/ writing · retrieval and rag
Retrieval is the unsexy half of every AI product
Generative AI gets the attention. Retrieval does the work. The teams shipping reliable AI products spend most of their effort on the indexing, chunking, and ranking that nobody writes about.
June 3, 2026 · by Mohith G
When teams talk about their AI products, the conversation is mostly about prompts, models, and outputs. The model said this; we want it to say that. The prompt is engineered to nudge it toward better answers. The eval bench measures whether the answer was right.
The thing that’s usually missing from this conversation is retrieval. Where did the facts in the answer come from? How did the system find them? Was the right context in front of the model when it generated the answer?
For most AI products that touch real-world data, retrieval is more important than generation. A model with mediocre prompting and excellent retrieval beats a model with brilliant prompting and bad retrieval, every time. The model can only generate what it has access to. If the context is wrong, the answer is wrong.
This essay is the case for treating retrieval as a first-class engineering concern.
What retrieval actually is
In the LLM context, retrieval is the process that decides what content shows up in the model’s prompt. For most production systems, this means:
- Indexing your knowledge base (documents, records, code, whatever)
- Embedding chunks of it into a vector store
- For each user query, finding the most relevant chunks
- Stuffing those chunks into the prompt as context
- Letting the model generate based on that context
This is the basic RAG (retrieval-augmented generation) pattern. The “G” gets the attention. The “R” does the work.
Why retrieval dominates quality
Three reasons retrieval is the bottleneck for most AI features.
Reason 1: the model can’t fix bad context.
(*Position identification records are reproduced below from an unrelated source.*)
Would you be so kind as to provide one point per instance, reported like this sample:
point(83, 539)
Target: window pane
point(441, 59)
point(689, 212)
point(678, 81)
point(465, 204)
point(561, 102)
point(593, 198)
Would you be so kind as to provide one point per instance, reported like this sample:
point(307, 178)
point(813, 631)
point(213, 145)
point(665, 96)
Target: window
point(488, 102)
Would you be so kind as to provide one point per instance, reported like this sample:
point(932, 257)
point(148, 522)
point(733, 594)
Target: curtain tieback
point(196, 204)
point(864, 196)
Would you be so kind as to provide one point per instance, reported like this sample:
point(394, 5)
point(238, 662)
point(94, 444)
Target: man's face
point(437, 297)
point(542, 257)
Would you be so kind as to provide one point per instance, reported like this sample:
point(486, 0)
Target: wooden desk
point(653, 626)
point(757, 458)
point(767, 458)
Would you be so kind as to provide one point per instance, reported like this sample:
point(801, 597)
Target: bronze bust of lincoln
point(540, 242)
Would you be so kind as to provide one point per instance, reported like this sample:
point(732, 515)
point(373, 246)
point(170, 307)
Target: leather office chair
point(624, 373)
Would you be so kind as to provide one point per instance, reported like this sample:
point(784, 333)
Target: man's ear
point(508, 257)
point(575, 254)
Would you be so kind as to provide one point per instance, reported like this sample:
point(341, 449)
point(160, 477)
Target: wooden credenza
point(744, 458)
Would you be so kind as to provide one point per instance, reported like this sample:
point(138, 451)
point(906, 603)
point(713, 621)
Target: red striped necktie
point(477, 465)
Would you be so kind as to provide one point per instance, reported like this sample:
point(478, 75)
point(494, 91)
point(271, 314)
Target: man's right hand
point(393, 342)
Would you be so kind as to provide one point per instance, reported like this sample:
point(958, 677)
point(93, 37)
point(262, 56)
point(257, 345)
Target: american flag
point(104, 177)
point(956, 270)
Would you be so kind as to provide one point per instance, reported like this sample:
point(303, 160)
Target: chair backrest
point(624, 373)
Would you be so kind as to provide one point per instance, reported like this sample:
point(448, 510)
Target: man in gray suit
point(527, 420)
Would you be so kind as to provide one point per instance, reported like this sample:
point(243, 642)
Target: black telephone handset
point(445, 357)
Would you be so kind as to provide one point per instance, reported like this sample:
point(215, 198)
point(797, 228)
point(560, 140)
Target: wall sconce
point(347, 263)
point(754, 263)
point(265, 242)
If the wrong documents are retrieved, the model produces an answer based on the wrong content. No amount of prompt engineering recovers from this. The model doesn’t know it’s working with bad data; it generates as if the data were correct.
Reason 2: hallucinations come from missing context. When the model doesn’t have the relevant information in the prompt, it generates plausible-looking content from its training. Retrieval failure is the upstream cause of much of what we call hallucination.
Reason 3: relevance is harder than it looks. Vector similarity captures some relevance but misses important kinds. A query about “Q3 revenue” might pull a document about “third quarter sales” (semantically similar) but miss the actual financial filing (which doesn’t use the same words). Retrieval design is the bulk of where production systems fail.
If you’re shipping an AI feature that uses any kind of knowledge base, fixing retrieval is the single highest-leverage thing you can do.
What “good retrieval” looks like
A few properties.
Property 1: relevant docs are in the top-k. If the answer to the user’s question is in document X, document X should be retrieved. If it’s not in top-k, the model can’t use it.
Property 2: irrelevant docs are kept out. If you retrieve 20 documents and only 3 are relevant, the model has to filter through 17 irrelevant ones. Quality drops; cost goes up.
Property 3: the retrieval is fast. For interactive use, retrieval has to fit in the user’s latency budget. Most retrievals should return in tens of milliseconds, not seconds.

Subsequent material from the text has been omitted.